私は、小説家として失格ではないかと思うくらい、楽観
的な人物であり、精神的ストレスが少なく、精神的スラン
プも数えるほどしか経験していません。
 だからこそ私は、未だに納得のできる作品を書くことが
できず、無名に甘んじているのではないかとさえ言うこと
ができるのだと思えるのです。

 そのことを哀しいとも思わず、むしろ、自分の美徳だと
さえ思いかねないところに、私の重篤な精神構造がある
のですが、楽観的な私が、そのことで思い悩むことはあ
りません。
 ただ、淡々と描き続けること。それが私の唯一の強み
であることを、私は哀しいけれど悟っています。

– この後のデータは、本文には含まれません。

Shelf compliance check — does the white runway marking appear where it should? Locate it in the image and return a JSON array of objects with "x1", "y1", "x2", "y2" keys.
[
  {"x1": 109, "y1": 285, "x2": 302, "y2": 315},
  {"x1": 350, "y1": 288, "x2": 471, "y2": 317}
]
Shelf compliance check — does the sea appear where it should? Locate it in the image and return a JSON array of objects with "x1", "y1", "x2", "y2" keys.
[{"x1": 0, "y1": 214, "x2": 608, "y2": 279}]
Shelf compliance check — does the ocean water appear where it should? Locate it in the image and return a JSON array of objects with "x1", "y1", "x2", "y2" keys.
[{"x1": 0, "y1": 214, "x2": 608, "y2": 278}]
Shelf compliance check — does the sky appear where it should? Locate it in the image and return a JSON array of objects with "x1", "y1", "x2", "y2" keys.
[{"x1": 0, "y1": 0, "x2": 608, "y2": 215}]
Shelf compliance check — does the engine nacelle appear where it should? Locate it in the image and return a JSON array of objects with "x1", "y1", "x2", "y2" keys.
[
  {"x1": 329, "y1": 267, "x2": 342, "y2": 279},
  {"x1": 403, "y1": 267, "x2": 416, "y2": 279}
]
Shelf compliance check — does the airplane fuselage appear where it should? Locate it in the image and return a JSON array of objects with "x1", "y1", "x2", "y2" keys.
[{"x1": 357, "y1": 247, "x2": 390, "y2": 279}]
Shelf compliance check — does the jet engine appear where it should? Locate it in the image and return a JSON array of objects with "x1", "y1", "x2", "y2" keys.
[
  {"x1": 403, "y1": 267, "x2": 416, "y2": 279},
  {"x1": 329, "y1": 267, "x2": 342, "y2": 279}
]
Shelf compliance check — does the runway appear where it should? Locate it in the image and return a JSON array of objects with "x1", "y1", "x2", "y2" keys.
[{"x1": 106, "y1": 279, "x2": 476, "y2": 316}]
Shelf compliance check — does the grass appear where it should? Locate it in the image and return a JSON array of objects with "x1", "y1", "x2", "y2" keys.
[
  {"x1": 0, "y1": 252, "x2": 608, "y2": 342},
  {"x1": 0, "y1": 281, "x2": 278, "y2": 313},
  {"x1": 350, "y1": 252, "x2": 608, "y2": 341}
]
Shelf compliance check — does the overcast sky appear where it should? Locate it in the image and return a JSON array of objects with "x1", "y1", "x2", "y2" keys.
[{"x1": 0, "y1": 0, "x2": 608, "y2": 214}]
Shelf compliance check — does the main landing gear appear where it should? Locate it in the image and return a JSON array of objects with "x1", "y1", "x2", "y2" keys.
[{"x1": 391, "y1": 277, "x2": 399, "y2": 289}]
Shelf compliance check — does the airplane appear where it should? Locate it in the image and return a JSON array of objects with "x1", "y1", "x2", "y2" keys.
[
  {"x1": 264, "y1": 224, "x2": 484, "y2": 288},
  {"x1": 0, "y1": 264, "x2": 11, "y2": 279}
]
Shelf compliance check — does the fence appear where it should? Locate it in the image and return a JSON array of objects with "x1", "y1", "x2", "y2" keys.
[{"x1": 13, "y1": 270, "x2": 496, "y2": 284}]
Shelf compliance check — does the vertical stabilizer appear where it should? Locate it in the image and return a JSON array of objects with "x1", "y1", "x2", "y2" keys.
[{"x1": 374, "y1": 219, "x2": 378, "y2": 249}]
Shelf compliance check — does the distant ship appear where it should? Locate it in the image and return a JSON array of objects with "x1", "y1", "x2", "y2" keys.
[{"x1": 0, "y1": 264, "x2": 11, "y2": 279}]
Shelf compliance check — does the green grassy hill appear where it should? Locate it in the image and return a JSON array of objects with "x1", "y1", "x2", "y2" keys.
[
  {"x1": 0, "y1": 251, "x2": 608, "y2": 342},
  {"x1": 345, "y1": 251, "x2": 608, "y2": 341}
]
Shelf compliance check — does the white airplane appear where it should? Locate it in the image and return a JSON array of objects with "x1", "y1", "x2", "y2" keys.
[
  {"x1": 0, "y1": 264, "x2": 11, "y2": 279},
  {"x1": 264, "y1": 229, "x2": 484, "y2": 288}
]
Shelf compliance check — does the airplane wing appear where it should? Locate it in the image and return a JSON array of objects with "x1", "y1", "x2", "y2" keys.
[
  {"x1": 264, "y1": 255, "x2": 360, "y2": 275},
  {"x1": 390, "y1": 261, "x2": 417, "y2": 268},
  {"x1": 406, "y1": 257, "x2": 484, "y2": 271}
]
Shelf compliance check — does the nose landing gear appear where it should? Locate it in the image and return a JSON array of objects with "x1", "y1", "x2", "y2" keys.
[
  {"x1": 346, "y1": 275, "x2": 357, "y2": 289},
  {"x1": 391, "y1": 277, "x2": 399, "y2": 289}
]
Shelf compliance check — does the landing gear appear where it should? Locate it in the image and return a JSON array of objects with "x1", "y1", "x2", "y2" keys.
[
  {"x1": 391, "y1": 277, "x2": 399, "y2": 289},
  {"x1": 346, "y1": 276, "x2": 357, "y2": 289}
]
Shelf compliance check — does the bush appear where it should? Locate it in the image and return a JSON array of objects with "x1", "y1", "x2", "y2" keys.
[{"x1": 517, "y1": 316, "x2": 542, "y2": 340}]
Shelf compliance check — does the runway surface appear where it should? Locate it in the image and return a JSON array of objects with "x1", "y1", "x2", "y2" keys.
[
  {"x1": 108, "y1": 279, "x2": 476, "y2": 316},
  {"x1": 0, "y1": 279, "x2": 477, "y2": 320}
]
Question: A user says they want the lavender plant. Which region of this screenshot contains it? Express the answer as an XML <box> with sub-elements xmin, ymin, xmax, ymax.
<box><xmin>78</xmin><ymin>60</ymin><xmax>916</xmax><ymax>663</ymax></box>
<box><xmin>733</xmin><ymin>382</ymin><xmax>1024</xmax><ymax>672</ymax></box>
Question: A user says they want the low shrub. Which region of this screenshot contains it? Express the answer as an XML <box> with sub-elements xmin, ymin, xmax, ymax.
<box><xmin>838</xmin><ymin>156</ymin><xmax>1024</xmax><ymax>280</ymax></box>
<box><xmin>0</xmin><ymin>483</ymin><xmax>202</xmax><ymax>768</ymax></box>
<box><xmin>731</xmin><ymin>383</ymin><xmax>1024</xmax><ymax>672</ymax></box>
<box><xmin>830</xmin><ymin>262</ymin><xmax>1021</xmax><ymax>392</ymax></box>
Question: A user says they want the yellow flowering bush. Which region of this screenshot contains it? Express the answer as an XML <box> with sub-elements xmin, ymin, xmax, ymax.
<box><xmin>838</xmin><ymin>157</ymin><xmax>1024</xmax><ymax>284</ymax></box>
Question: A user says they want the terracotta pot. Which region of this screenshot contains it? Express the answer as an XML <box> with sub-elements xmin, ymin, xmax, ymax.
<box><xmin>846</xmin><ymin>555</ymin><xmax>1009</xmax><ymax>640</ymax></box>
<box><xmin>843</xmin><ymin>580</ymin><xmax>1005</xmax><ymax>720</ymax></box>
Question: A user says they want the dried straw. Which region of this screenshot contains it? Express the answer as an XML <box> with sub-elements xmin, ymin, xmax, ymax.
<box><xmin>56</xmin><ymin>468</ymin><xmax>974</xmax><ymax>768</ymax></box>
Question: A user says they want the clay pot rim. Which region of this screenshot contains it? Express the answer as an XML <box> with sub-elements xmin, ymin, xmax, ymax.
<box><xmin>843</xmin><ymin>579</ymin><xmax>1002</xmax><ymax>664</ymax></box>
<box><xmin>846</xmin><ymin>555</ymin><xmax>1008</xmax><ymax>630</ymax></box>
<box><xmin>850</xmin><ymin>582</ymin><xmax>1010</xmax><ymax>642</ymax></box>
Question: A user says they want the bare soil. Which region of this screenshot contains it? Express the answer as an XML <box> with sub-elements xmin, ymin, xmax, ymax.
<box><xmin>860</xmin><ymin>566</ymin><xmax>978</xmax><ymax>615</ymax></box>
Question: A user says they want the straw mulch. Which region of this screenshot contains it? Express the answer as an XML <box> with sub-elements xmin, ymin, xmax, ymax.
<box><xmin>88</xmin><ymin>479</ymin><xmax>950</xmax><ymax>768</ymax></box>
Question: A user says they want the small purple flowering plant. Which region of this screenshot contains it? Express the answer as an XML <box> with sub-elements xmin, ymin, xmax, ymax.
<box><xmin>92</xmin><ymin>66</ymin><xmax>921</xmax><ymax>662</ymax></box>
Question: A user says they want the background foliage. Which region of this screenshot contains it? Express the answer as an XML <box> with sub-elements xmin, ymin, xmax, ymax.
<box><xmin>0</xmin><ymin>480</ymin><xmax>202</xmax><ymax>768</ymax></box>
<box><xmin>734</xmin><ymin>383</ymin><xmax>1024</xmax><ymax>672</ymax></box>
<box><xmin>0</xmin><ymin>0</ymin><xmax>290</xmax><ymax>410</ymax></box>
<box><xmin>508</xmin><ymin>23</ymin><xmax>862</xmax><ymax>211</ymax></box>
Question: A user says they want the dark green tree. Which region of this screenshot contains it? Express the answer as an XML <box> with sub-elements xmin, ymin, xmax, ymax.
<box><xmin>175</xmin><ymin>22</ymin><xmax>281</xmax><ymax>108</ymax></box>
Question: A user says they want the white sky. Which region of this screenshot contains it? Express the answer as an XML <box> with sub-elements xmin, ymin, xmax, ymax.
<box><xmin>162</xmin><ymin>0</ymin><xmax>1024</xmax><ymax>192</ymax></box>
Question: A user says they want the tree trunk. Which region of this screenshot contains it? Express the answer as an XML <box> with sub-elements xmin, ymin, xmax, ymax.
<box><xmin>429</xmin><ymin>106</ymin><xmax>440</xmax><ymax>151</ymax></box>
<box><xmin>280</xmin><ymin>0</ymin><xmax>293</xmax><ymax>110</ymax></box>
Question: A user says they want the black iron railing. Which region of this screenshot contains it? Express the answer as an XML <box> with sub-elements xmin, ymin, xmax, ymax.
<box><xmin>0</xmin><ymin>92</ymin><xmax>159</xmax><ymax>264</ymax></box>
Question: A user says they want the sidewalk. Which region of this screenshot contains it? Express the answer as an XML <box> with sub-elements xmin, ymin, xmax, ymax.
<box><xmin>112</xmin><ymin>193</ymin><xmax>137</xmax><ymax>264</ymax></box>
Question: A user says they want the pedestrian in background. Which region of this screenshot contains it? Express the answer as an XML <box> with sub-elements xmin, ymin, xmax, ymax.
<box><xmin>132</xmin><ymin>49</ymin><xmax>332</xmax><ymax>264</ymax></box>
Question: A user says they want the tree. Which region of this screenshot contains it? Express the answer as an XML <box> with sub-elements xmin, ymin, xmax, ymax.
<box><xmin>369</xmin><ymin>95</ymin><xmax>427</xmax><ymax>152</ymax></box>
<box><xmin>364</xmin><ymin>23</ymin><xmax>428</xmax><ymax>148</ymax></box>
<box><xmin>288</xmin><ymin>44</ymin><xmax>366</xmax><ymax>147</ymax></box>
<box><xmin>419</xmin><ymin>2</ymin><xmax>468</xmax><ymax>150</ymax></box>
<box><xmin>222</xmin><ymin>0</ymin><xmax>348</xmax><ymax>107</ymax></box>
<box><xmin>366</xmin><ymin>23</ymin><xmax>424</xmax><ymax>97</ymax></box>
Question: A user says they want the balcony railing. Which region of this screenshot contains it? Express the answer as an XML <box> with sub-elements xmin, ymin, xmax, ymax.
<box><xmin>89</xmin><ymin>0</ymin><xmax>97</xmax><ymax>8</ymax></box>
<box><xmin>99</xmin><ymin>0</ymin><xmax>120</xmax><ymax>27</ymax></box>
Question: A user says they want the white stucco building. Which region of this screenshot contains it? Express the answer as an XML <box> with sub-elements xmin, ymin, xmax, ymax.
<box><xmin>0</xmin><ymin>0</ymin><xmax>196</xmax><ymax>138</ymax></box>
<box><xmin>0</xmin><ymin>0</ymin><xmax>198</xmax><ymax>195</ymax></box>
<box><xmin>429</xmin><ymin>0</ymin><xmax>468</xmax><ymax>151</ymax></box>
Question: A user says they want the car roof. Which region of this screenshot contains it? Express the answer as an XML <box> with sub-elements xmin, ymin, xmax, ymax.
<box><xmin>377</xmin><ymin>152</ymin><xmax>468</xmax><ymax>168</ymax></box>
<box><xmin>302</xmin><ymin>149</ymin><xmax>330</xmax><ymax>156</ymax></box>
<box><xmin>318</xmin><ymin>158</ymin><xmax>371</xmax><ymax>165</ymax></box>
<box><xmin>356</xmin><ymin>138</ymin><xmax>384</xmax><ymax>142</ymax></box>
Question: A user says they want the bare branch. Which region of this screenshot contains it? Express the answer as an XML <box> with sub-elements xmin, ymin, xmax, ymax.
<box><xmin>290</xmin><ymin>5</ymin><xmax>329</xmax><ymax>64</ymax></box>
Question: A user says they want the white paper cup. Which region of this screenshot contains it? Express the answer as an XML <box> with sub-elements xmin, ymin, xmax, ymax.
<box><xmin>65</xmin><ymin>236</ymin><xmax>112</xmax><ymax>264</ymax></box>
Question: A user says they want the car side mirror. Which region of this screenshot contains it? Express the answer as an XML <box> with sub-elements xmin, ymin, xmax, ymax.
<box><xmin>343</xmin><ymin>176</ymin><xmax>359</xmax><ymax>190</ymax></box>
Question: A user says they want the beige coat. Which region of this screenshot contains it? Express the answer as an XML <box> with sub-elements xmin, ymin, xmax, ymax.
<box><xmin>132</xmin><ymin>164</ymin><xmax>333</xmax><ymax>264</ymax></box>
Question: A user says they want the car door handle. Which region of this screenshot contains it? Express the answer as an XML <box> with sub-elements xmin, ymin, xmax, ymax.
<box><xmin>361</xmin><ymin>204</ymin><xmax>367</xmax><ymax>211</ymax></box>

その中
で名作が生まれるのかどうかが、私の将来を決めるの
だと思いながらも、自分は、「そのような星のもとに生ま
れてきた」などと、根拠のない想いに、一日中しがみ付
いているのです。

 そのような思い上がった私の本性が、ここ暫く、「化け
の皮が剥がれた」ようになっていたとしても、何の支障
もありません。どうせ、何をしなければならないか、よく
わかっているのですから、もう少しすれば、また、いつも
のような高慢ちきな似非作家が戻ってくるのでしょう。
 どうせあとわずかですから、もう少し、人間らしい精神
状態に甘んじることにしましょう。そして、そのような弱さ
を忘れないことです。そうすれば、私の小説も、少しは、
人間らしいものになってくれるのではないかとの期待を
込めて。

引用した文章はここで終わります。